There is nothing proper about backlash. It is just a fact of life when it comes to two moving parts. Yes, there are ways to tighten up things, but a little backlash doesn't hurt anything as long as you are aware that backlash is present. It is something that is acceptable, we live with it.
Nelson Collar


----------



## epanzella (Sep 10, 2013)

My backlash is also .015. My major complaint was that the handwheel would drop back under it's own weight when the grab handle was in the 9 oclock position. I did all the adjustment steps that can be done without disassembly (tighten lead nut lockscrew and tighten handwheel spanner) and although my backlash is still .015 the handwheel at least stays put. Thanks to all for your input.


----------



## ortho (Sep 11, 2013)

epanzella said:


> My backlash is also .015. My major complaint was that the handwheel would drop back under it's own weight when the grab handle was in the 9 oclock position. I did all the adjustment steps that can be done without disassembly (tighten lead nut lockscrew and tighten handwheel spanner) and although my backlash is still .015 the handwheel at least stays put. Thanks to all for your input.
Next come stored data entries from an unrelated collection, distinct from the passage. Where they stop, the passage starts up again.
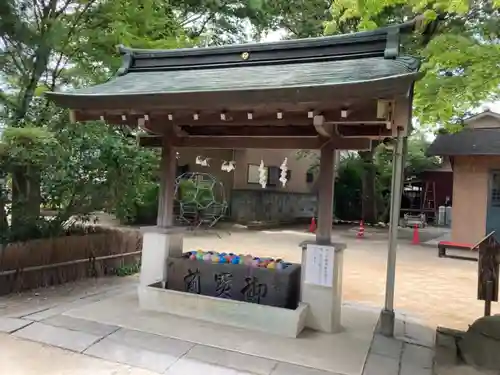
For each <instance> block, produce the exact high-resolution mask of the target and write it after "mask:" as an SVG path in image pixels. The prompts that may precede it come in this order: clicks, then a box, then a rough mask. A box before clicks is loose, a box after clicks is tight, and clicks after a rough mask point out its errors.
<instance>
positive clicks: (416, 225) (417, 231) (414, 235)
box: [412, 224, 420, 245]
mask: <svg viewBox="0 0 500 375" xmlns="http://www.w3.org/2000/svg"><path fill="white" fill-rule="evenodd" d="M412 243H413V244H414V245H420V236H419V235H418V225H417V224H415V226H414V227H413V240H412Z"/></svg>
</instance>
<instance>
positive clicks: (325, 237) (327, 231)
mask: <svg viewBox="0 0 500 375" xmlns="http://www.w3.org/2000/svg"><path fill="white" fill-rule="evenodd" d="M334 157H335V150H333V149H332V147H331V145H330V144H327V145H325V146H324V147H323V148H322V149H321V155H320V164H319V178H318V228H317V231H316V242H317V243H318V244H321V245H329V244H330V243H331V235H332V220H333V193H334V187H335V160H334Z"/></svg>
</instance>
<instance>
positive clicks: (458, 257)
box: [438, 232, 494, 262]
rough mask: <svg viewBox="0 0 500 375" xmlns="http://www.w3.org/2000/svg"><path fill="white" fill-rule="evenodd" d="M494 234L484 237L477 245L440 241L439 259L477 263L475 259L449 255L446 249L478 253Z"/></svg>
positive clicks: (454, 242) (439, 242) (462, 256)
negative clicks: (456, 260) (480, 249)
mask: <svg viewBox="0 0 500 375" xmlns="http://www.w3.org/2000/svg"><path fill="white" fill-rule="evenodd" d="M493 233H494V232H491V233H489V234H488V235H487V236H485V237H483V238H482V239H481V241H479V242H478V243H476V244H468V243H460V242H452V241H440V242H439V243H438V257H439V258H446V257H447V258H454V259H461V260H472V261H474V262H477V258H475V257H465V256H460V255H447V254H446V249H453V250H467V251H477V250H478V249H479V245H480V244H481V243H482V242H483V241H484V240H485V239H486V238H488V237H489V236H491V235H492V234H493Z"/></svg>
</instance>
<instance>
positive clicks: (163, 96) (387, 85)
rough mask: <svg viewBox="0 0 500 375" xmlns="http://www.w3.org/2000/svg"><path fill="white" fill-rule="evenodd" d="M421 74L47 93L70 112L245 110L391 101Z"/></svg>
mask: <svg viewBox="0 0 500 375" xmlns="http://www.w3.org/2000/svg"><path fill="white" fill-rule="evenodd" d="M422 75H423V74H422V73H419V72H412V73H407V74H400V75H396V76H390V77H383V78H378V79H372V80H363V81H352V82H342V83H337V84H324V85H316V86H290V87H267V88H259V87H255V88H250V89H249V88H246V89H245V90H237V89H230V90H211V91H176V92H127V93H112V94H111V93H110V94H79V93H78V92H75V93H62V92H50V93H47V95H48V96H49V98H50V99H51V100H52V101H53V102H55V103H56V104H57V105H59V106H61V107H65V108H70V109H83V110H93V109H101V110H106V109H107V110H114V109H132V108H143V109H154V108H157V109H159V108H162V109H170V108H171V109H199V110H202V109H212V108H245V109H249V108H252V107H255V106H263V105H266V104H270V103H276V104H279V103H283V104H300V103H321V102H325V101H330V102H331V101H332V100H356V99H372V98H390V97H394V96H399V95H406V94H408V92H409V90H410V89H411V87H412V85H413V83H414V82H415V81H416V80H418V79H419V78H420V77H421V76H422Z"/></svg>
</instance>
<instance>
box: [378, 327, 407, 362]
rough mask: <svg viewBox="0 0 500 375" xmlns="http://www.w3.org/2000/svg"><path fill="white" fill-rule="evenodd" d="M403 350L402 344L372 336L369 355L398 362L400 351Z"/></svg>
mask: <svg viewBox="0 0 500 375" xmlns="http://www.w3.org/2000/svg"><path fill="white" fill-rule="evenodd" d="M402 350H403V342H402V341H400V340H397V339H395V338H389V337H385V336H382V335H379V334H375V335H374V336H373V342H372V346H371V348H370V353H373V354H378V355H381V356H384V357H389V358H392V359H395V360H398V361H399V358H400V357H401V351H402Z"/></svg>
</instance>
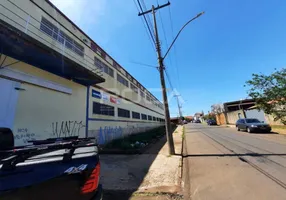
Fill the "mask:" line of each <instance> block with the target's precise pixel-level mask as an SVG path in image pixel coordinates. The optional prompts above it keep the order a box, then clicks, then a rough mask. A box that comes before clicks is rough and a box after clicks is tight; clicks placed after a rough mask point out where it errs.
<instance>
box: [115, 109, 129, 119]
mask: <svg viewBox="0 0 286 200" xmlns="http://www.w3.org/2000/svg"><path fill="white" fill-rule="evenodd" d="M117 111H118V117H125V118H130V111H129V110H125V109H122V108H117Z"/></svg>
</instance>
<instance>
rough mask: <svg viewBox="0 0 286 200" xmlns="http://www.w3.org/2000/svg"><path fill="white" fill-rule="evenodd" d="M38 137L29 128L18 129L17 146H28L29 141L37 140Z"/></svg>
mask: <svg viewBox="0 0 286 200" xmlns="http://www.w3.org/2000/svg"><path fill="white" fill-rule="evenodd" d="M36 138H37V135H36V134H35V133H33V132H31V131H30V130H29V129H28V128H18V129H17V131H16V134H15V135H14V140H15V144H16V145H27V144H28V141H30V140H36Z"/></svg>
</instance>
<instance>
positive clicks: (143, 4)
mask: <svg viewBox="0 0 286 200" xmlns="http://www.w3.org/2000/svg"><path fill="white" fill-rule="evenodd" d="M138 2H139V0H138ZM139 3H140V2H139ZM141 4H142V5H143V9H144V10H147V7H146V4H145V1H144V0H141ZM141 4H139V5H141ZM141 11H142V10H141ZM142 12H143V11H142ZM147 21H148V25H149V26H150V27H151V30H152V31H151V32H152V33H153V30H154V27H153V25H152V21H151V19H150V16H149V15H147ZM152 35H153V36H154V34H152Z"/></svg>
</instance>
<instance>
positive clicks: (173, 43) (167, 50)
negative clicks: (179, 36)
mask: <svg viewBox="0 0 286 200" xmlns="http://www.w3.org/2000/svg"><path fill="white" fill-rule="evenodd" d="M203 14H205V12H201V13H199V14H197V16H195V17H194V18H192V19H190V20H189V21H187V23H185V25H184V26H182V28H181V29H180V30H179V32H178V33H177V35H176V37H175V39H174V40H173V42H172V43H171V45H170V47H169V48H168V50H167V52H166V54H165V55H164V56H163V58H162V60H164V59H165V58H166V56H167V55H168V53H169V51H170V50H171V48H172V46H173V45H174V43H175V42H176V40H177V38H178V37H179V35H180V33H181V32H182V30H183V29H184V28H185V27H186V26H187V25H188V24H189V23H191V22H192V21H194V20H195V19H197V18H199V17H200V16H202V15H203Z"/></svg>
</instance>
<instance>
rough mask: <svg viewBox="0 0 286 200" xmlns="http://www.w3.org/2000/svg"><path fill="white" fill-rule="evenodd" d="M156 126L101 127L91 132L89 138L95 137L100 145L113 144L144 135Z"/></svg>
mask: <svg viewBox="0 0 286 200" xmlns="http://www.w3.org/2000/svg"><path fill="white" fill-rule="evenodd" d="M152 128H154V126H146V125H145V124H144V125H139V124H137V125H131V124H127V126H126V127H121V126H100V127H99V129H97V130H89V131H88V137H95V138H96V139H97V142H98V144H100V145H103V144H107V143H109V142H111V141H112V140H115V139H119V138H123V137H128V136H129V135H132V134H136V133H142V132H145V131H147V130H149V129H152Z"/></svg>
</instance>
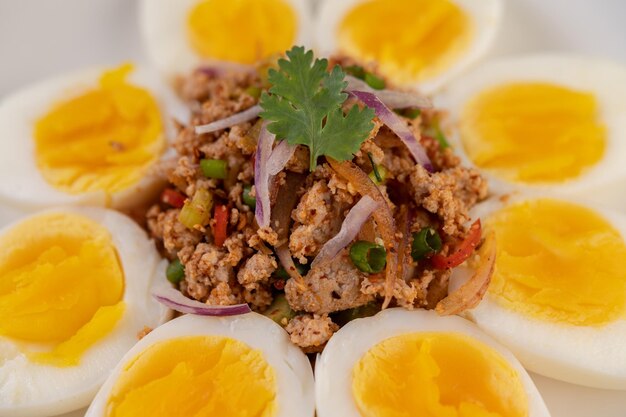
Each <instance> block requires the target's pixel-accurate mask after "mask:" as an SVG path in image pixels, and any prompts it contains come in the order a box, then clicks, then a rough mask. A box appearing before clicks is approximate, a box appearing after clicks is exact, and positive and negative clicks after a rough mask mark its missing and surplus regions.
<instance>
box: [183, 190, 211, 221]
mask: <svg viewBox="0 0 626 417" xmlns="http://www.w3.org/2000/svg"><path fill="white" fill-rule="evenodd" d="M211 208H213V194H211V192H210V191H209V190H207V189H204V188H199V189H197V190H196V193H195V194H194V195H193V198H192V199H191V200H187V201H185V205H184V206H183V208H182V209H181V210H180V213H179V214H178V221H180V222H181V223H182V225H183V226H185V227H186V228H188V229H194V228H195V227H196V226H205V225H207V224H208V223H209V220H210V219H211Z"/></svg>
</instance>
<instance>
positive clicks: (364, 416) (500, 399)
mask: <svg viewBox="0 0 626 417" xmlns="http://www.w3.org/2000/svg"><path fill="white" fill-rule="evenodd" d="M315 384H316V386H315V389H316V403H317V415H318V417H392V416H393V417H396V416H432V417H440V416H441V417H444V416H445V417H470V416H485V417H487V416H489V417H498V416H499V417H505V416H506V417H518V416H519V417H521V416H528V417H539V416H546V417H547V416H549V415H550V414H549V412H548V410H547V409H546V406H545V404H544V402H543V400H542V398H541V396H540V394H539V392H538V391H537V389H536V388H535V386H534V385H533V382H532V381H531V379H530V377H529V376H528V374H527V373H526V371H524V369H523V368H522V366H521V365H520V364H519V362H518V361H517V359H515V357H514V356H513V355H512V354H511V353H510V352H508V351H507V350H506V349H504V348H503V347H501V346H500V345H499V344H498V343H496V342H495V341H494V340H492V339H491V338H489V337H488V336H486V335H485V334H484V333H482V332H481V331H480V330H479V329H478V328H477V327H476V326H475V325H474V324H473V323H471V322H469V321H467V320H465V319H462V318H460V317H455V316H446V317H443V316H439V315H437V314H436V313H435V312H434V311H425V310H414V311H408V310H404V309H390V310H384V311H382V312H381V313H379V314H377V315H375V316H373V317H370V318H365V319H357V320H354V321H352V322H350V323H348V324H347V325H346V326H344V327H343V328H342V329H341V330H339V331H338V332H337V333H336V334H335V335H333V337H332V338H331V339H330V341H329V342H328V345H327V346H326V348H325V349H324V352H323V353H322V354H321V356H319V357H318V359H317V363H316V366H315Z"/></svg>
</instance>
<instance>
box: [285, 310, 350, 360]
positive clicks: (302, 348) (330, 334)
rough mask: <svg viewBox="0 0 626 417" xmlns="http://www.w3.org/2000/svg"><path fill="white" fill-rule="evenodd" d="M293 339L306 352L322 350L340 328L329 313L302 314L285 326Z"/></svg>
mask: <svg viewBox="0 0 626 417" xmlns="http://www.w3.org/2000/svg"><path fill="white" fill-rule="evenodd" d="M285 330H287V333H289V338H290V339H291V341H292V342H293V343H294V344H295V345H297V346H300V347H301V348H302V350H304V351H305V352H306V353H314V352H321V351H322V349H323V348H324V345H326V342H328V340H330V337H331V336H332V335H333V333H335V332H336V331H337V330H339V326H337V325H336V324H335V323H333V321H332V320H331V319H330V317H328V315H327V314H322V315H319V314H301V315H299V316H296V317H294V318H293V319H291V320H290V321H289V323H288V324H287V327H285Z"/></svg>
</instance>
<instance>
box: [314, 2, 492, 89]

Epanzella, I have the same ol' thing.  The backlash on my G4003G cross slide is about 0.010" with that annoying hand wheel flopping down from its own grab handle weight at 9 o'clock position.  For the final cuts, one machinist told me this:  after the tool gets to the end of the cut you would want to back the 			cross slide out beyond the work one whole turn. Then you would return the cross 			slide in one whole turn, plus the original cut plus the next 			amount of cut.  In doing so, you compensate conservatively for the back lash with all its hidden accruement.  Having a dial indicator on the cross slide can be used for cross checking.
---ortho


----------